As reflection on transportation issues and the current ownership structure of General Motors suggests, the principles implicit in the nascent Cleveland effort point to the possibility of an important new strategic approach. It is one in which economic policy related to activities heavily financed by the public is used to create, and give stability to, enterprises that are more democratically owned, and to target jobs to communities in distress. The model does not, of course, rely only on public funds; as in Cleveland it serves a private market and hence faces the “discipline” of the market.

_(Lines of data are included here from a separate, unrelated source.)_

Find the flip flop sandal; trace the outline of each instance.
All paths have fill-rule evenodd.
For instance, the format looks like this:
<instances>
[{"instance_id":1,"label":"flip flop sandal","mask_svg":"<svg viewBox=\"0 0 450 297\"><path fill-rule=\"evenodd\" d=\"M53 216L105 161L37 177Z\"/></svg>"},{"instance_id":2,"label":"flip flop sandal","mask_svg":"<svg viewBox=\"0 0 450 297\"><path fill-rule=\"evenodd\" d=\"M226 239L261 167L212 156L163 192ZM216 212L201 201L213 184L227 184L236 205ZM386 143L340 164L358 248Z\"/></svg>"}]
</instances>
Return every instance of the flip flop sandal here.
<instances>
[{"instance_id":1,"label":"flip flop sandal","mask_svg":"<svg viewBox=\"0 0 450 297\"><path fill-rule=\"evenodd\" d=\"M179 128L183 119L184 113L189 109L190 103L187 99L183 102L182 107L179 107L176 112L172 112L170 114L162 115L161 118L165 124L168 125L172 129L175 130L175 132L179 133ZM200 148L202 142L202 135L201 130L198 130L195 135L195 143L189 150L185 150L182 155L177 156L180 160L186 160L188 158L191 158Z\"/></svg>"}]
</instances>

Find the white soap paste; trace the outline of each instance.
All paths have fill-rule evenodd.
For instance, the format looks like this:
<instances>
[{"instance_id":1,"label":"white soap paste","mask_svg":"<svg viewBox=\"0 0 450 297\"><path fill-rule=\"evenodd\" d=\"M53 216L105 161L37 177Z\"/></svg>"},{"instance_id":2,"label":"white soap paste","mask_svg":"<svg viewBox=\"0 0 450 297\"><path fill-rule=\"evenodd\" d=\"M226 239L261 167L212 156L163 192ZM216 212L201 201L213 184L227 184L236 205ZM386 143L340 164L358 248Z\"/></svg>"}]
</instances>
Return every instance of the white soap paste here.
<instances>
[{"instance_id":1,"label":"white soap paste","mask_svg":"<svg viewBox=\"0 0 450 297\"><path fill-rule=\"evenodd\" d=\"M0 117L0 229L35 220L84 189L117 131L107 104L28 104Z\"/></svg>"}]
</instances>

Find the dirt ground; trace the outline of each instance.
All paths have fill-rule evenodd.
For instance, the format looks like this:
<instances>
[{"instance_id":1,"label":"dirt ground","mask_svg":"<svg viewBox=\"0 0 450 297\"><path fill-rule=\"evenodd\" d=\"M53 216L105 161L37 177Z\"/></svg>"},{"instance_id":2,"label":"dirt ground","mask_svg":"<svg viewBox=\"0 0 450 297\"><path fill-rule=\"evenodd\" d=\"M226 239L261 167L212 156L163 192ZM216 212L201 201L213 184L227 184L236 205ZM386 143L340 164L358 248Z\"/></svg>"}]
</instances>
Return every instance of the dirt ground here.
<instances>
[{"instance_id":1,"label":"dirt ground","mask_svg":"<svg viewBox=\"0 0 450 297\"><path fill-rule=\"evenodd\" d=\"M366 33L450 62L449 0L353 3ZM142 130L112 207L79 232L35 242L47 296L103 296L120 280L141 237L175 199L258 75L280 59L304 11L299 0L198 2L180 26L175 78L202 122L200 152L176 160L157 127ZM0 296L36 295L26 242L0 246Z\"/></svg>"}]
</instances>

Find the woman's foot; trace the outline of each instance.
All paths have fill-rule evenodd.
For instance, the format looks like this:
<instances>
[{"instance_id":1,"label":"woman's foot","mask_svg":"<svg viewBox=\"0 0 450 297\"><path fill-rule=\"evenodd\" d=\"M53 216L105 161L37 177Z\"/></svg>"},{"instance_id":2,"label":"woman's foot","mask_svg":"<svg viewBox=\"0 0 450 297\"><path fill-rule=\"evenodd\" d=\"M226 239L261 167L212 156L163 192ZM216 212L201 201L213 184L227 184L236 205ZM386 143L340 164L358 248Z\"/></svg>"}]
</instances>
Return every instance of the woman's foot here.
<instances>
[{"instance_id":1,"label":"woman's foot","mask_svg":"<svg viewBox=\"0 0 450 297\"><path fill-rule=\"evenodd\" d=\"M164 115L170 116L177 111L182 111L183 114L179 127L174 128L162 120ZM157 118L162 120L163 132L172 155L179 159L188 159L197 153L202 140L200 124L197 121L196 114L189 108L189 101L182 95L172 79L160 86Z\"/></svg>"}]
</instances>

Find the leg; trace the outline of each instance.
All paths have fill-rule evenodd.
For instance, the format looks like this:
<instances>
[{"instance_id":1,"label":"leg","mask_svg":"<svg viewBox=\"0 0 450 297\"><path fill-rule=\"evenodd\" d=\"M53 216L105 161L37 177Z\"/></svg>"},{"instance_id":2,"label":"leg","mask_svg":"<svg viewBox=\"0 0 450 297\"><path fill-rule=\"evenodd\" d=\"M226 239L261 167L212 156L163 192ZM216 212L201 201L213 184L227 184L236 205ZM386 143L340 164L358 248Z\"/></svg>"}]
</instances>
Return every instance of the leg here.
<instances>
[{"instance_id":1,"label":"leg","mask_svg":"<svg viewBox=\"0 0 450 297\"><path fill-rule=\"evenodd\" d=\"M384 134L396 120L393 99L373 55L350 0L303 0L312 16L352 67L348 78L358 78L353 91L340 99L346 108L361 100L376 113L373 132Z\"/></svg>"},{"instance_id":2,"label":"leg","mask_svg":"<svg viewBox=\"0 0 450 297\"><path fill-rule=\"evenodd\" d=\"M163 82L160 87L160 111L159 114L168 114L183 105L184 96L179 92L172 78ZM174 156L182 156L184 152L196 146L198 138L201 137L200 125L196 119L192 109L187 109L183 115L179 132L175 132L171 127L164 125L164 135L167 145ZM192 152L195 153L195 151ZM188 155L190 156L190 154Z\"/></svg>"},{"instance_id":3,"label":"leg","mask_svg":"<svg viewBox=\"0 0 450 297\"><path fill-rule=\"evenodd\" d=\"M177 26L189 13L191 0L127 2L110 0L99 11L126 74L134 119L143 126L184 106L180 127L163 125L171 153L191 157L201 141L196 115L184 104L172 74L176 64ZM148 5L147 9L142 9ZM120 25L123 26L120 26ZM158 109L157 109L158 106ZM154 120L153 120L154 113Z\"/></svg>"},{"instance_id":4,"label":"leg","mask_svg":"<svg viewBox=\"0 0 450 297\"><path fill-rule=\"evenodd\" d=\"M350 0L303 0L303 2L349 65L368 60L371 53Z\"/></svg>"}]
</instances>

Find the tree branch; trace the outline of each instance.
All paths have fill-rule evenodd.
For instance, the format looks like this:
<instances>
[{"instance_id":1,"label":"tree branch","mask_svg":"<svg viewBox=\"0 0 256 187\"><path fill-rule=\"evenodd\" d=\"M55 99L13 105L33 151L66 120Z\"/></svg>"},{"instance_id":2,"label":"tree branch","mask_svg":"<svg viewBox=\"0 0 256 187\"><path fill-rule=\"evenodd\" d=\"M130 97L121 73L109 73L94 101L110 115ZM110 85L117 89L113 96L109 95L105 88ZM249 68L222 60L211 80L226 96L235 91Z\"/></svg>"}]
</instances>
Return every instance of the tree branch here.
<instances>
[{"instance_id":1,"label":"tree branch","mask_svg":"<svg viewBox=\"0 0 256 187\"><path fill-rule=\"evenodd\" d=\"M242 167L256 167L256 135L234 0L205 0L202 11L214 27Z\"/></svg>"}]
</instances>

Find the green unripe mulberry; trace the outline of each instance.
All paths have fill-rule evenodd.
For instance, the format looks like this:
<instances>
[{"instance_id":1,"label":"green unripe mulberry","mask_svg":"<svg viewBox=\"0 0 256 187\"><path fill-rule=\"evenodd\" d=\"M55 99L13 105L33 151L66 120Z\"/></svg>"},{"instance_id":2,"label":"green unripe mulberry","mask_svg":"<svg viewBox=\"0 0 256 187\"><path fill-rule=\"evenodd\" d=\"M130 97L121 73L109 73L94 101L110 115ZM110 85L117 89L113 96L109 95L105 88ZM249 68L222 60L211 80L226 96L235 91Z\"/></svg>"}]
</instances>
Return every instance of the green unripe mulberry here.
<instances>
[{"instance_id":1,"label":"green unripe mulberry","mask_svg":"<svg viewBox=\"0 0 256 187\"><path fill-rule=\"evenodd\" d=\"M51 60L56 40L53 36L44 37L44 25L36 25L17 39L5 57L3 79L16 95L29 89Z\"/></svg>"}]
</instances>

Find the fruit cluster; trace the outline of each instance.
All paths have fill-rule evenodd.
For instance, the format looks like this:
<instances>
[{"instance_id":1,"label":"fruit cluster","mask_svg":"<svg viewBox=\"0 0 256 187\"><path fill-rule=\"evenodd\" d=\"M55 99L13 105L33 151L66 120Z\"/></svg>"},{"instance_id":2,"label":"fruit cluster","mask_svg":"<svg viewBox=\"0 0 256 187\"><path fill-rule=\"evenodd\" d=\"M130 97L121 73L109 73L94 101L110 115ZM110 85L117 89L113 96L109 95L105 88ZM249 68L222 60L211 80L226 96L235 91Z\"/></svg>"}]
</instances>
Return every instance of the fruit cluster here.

We are clearly only on the threshold of developing a sophisticated near-term national policy approach like that suggested for transportation–to say nothing of the fully developed principles of a systemic alternative. The Cleveland experiment is in its infancy, with many miles to go and undoubtedly many mistakes to make, learn from and correct. On the other hand, as New Deal scholars regularly point out, historically the development of models and experiments at the local and state levels provided many of the principles upon which national policy drew when the moment of decision arrived. It is not too early to get serious about the Clevelands of the world and the possible implications they may have for one day moving an economically decaying nation toward a new economic vision.